Scripture Reference: Galatians 6:11-14
The Cross – A Sign of Our Hope of Heaven
Third, the cross is a sign and an emblem of our atonement and our salvation, our hope of glory. Christ died. How did He die? Why did He die? Did He die like Socrates, drinking the hemlock, a martyr to philosophical truth? Did He die like Julius Caesar, a hero in the senate before the cruel daggers of Brutus and Cassius? Did He die like the Agamemnon in Aeschylus carrying out the heroic assignment of the Greek nation against the Trojans? Did He die like Shakespeare’s tragedy of King Lear? Did He die like Abraham Lincoln under the assassin’s bullet in Ford’s Theater in Washington? How did He die?
We know from the Word that there is a divine meaning in the death of Christ. This is God’s plan for our salvation. There is no pardon and peace apart from atonement. There is no remission of sins apart from the shedding of blood (Hebrews 9:22), and there is no reconciliation without the payment of death. This is our atonement, our propitiation, our sacrifice for sin. This is our means of reconciliation to God. The cross to the Apostle Paul and to us is the same thing as the brazen serpent raised in the wilderness was to Moses and the children of Israel. It is a sign of universal love, mercy, forgiveness, and healing from the hands of God.
The cross is a sign of our atonement. It is a sign of our forgiveness, once and for all. It is a sign of God’s inviting love, His invitation to pardon and forgiveness. It is an invitation to life. The cross has an upraised beam. Raised toward the sky, it points toward God in Heaven. It has a lower part that touches the earth. God, reaching out His loving hand, extends it down even to us. It has crossarms and they go in either direction as far as the East goes East and as far as the West goes West (Psalm 103:12).
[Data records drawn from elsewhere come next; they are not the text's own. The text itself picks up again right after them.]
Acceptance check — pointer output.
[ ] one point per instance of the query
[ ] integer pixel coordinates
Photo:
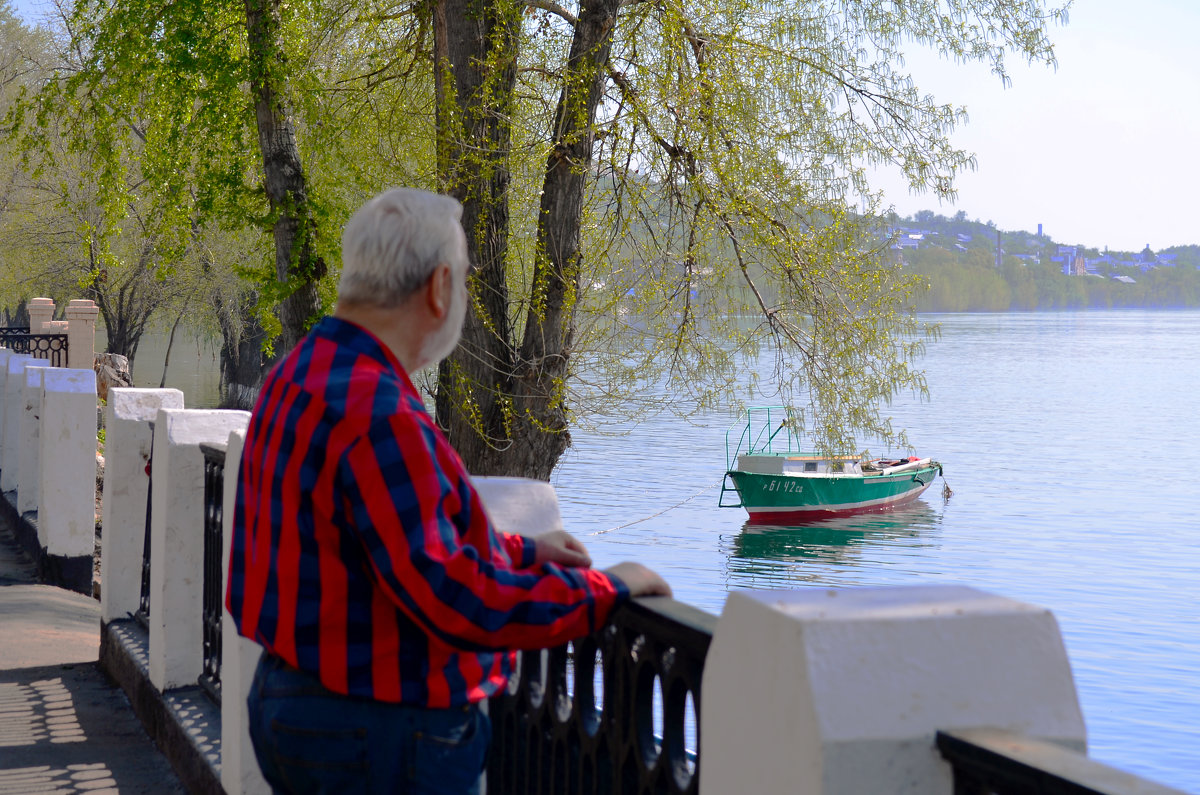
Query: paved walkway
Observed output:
(64, 727)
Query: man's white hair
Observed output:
(393, 243)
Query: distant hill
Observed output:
(970, 266)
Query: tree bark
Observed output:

The arms of the cross are extended to the limits of the earth. It is the open invitation to all men everywhere to find life, liberty, forgiveness, mercy, and salvation in the atoning love, sobs, tears, suffering death of the Son of God. We are all welcome.
The arms of the cross extend to all mankind, to the Greek and to the Barbarian, to the Roman and to the unsophisticated, to the Jew and to the Greek, to the bond and to the free, to the lettered and to the unlearned, to the rich and to the poor, to the wise and to the unwise, to the old and to the young, to the near and to those who are far off, to the good and to the not so good, to all of us does God extend wide His invitation. The world could never be the same again because our Lord died in it. It was this planet upon which Jesus spilled His sacred blood.